Les tensions germano-autrichiennes deviennent également vives. Rejetant les critiques de Berlin et de l’UE selon lesquelles les limites de Vienne sur les flux de réfugiés violent le droit international, le ministre autrichien de la Défense Peter Doskozil a dit que Berlin « devrait être reconnaissant » du fait que les limites de Vienne des flux de réfugiés ont réduit le nombre de migrants arrivant en Allemagne en provenance d’Autriche. 

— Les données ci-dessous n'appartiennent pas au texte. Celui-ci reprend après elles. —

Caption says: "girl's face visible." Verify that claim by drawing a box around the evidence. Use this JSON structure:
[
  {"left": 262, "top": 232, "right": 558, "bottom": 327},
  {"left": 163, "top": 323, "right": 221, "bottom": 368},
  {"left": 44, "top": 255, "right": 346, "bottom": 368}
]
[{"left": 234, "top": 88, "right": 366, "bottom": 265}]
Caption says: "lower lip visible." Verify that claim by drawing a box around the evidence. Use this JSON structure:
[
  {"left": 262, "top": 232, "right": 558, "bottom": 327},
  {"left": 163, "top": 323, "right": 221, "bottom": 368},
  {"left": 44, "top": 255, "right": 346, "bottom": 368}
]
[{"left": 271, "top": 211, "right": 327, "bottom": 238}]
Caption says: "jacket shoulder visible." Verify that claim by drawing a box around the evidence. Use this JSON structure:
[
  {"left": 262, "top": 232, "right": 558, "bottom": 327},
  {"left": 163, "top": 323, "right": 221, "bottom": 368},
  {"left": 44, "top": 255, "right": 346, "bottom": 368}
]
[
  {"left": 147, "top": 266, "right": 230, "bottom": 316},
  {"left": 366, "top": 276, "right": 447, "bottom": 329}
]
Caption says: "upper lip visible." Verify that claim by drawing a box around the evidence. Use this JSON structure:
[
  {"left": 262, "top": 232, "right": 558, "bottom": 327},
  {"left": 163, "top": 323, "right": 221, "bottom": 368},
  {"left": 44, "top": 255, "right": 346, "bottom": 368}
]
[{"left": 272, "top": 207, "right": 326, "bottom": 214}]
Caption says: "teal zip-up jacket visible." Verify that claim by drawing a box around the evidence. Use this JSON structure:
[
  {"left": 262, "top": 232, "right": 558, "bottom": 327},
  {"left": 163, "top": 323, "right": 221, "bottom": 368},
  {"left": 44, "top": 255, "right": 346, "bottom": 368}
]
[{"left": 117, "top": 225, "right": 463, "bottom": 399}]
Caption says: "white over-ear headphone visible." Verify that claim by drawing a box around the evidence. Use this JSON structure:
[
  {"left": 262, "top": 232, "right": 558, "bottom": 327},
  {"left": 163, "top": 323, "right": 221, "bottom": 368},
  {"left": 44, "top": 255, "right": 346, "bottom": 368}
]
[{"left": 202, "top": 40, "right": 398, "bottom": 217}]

Le ministre allemand des Finances, Wolfgang Schäuble, a rétorqué que l’ouverture des frontières en Europe est d’un intérêt stratégique vital : « Avec tout le respect, l’Autriche est un pays relativement petit. Il n’en faut pas beaucoup pour contrôler sa frontière. Cela ne va pas déchirer l’Europe. Mais nous sommes en plein milieu. Vous ne pouvez pas composer avec l’Europe sans traiter avec l’Allemagne. Nous devons assumer cette responsabilité. Nous ne pouvons pas nous comporter comme l’Autriche ou la Suède ». 

En fait, la stratégie de Berlin pour garder les frontières en Europe ouvertes dépend du maintien de réfugiés en dehors de l’Europe. Non seulement les responsables européens et turcs se concertent dans les négociations pour mettre fin à l’afflux de réfugiés, mais l’Allemagne est à la tête d’un déploiement naval dans la mer Égée. Ses navires de guerre sont là pour bloquer les réfugiés qui traversent l’Europe depuis la Turquie. 

Au cas où cela échouerait, des éléments du gouvernement allemand préparent tranquillement la fermeture des frontières de l’Allemagne. Citant des sources au ministère de l’Intérieur allemand, Welt am Sonntag a rapporté dimanche que le ministre de l’Intérieur Thomas de Maizière avait ordonné à son personnel d’élaborer des plans pour fermer les frontières allemandes. Die Welt a rapporté que de Maizière considère le sommet UE-Turquie de lundi prochain comme un « tournant », après lequel Berlin devrait prendre des mesures unilatérales si les désaccords persistent.